Still proud to be an American? There’s more.
Many Thai people who haven’t bought into the temptations of the Great American Dream are afraid to shake Americans’ hands because they are scared of contracting a sexually transmitted disease. You can thank the world-renowned industry known as Hollywood for that.
There is an epidemic in Thailand known as the “lady boy” community. These are young men who have admired America’s transvestite community from afar and have decided to bring it home and make it real. Lady boys are often confused, scared, abused, abandoned boys who are so desperate to be loved that they will change their whole being. Hey, Americans do it, why shouldn’t they?
This woman did not talk about the needs of the Native Americans, but she did implore us (the four Americans in the room) to go back to America and make changes. Change often starts right at home by simply loving your neighbors.
“OK, God, was that you again?”
During our fifth week of lectures, an American who has spent the past 37 years in Bangkok spent a week talking to us about the Holy Spirit, human trafficking, and compassion. He also spoke about the needs of the Navajo Indians in Arizona.
“God, seriously, I’m in Thailand. Can you talk about the needs of Southeast Asia?”
Week nine rolled around, and guess what our speaker talked about? That’s right, we heard about the Navajos in Arizona.
“OK! OK! I hear you!”
When we arrived in Cambodia, a pastor spoke at a graduation ceremony for another DTS team. Do I need to tell you what he spoke about?
After his sermon, I asked him where he went on the Navajo reservation.
“Oh, that was 20 years ago,” he said. “I’m not even sure why I talked about that.”
I told him exactly why he spoke about it.
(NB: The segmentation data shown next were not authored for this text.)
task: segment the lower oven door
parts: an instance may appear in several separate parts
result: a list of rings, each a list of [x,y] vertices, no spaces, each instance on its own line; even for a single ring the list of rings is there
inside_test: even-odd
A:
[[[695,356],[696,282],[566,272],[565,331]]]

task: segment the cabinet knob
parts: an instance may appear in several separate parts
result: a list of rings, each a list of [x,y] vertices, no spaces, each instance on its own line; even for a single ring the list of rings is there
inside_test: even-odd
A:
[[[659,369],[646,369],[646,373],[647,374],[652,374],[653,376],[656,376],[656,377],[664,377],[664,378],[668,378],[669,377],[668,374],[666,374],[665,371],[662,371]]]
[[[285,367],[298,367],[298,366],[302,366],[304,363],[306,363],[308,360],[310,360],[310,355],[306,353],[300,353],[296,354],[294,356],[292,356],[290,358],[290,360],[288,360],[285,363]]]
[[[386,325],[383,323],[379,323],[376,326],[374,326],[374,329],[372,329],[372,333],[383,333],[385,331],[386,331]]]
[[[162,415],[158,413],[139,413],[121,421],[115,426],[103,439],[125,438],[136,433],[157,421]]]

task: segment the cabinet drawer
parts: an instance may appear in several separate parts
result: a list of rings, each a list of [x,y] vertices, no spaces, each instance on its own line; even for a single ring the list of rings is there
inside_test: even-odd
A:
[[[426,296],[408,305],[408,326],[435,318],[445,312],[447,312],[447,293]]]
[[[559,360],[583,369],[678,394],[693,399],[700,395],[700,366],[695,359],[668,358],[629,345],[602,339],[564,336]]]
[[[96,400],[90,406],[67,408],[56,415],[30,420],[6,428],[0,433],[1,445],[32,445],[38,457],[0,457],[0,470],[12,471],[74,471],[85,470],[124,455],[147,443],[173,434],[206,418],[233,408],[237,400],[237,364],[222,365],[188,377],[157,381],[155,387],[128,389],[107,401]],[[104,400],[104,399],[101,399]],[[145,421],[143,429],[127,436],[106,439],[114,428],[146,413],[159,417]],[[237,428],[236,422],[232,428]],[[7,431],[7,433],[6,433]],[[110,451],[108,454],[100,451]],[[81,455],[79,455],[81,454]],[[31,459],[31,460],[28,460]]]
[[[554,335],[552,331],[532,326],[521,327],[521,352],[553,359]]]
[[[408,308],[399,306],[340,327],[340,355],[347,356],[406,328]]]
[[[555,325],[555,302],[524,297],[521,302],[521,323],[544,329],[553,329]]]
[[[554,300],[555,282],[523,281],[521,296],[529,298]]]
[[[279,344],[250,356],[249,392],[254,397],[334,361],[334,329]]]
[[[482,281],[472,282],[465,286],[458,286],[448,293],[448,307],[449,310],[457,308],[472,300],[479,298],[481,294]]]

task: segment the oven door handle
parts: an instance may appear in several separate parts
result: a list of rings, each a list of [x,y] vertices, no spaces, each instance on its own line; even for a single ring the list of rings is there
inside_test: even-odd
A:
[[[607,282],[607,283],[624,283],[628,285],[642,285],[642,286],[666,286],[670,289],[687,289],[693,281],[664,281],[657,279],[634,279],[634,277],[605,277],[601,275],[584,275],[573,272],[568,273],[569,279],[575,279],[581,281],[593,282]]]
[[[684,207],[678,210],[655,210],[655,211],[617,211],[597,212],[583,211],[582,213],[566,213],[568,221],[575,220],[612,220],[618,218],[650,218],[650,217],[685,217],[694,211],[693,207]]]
“I think it’s probably a good idea for you to go minister to the Navajos,” he said.
So, I swung at the curve ball God threw at me … and finally connected. My heart is on the reservation. After graduation, I will apply to join the Flagstaff YWAM base, which ministers to the Hopi and Navajo Indian tribes, as a full-time missionary. The base is called Tribal Winds. Staff members there provide youth ministries as well as prison ministries. More information is available at www.tribalwinds.org.
Before I apply, however, we will finish our time here and take the opportunity to participate in a couple other outreaches during July and August.
Our DTS will finish June 17, and we will stay in Thailand for another month to help finalize details for the upcoming School of Frontier Media. I have volunteered to cook for the first three weeks of the SFM and serve as a helper to the base director until July 19. Then we will travel to England, where I have registered the girls for a youth outreach that will take place in cities around London during the summer Olympics. We will not attend the Olympics, but we will be part of a nationwide ministry that will reach out to people who are visiting England for the games, and also to serve communities as they host all these travelers. You can read more about it at www.ywamengland.com/justgo.
YWAM has a long tradition of sending out thousands of missionaries, both youth and adult, to minister during each Olympic games. The outreach we will join is geared toward youth and serves kind of like a “mini DTS” for children and young adults up to the age of 21. We will join one of dozens of teams, and I will serve as a supervisor and also participate in the same mission work as the girls. The outreach takes place from July 22 to Aug. 5.
After that, we’ll return to the U.S., and hopefully, all my paperwork for the Flagstaff base will be in order and approved, and we can begin our “new lives” as full-time missionaries.
Thank you all for your prayers during our time in Thailand and Cambodia. We hope to get back to Oklahoma – maybe before Christmas – for a week or two to visit all our supporting churches and give a full report of our time here.
Until we see you again, however, bless you. We will keep the e-mails coming wherever we are, and of course, the blog is always open at www.jugglingfire.wordpress.com. We love you all very much!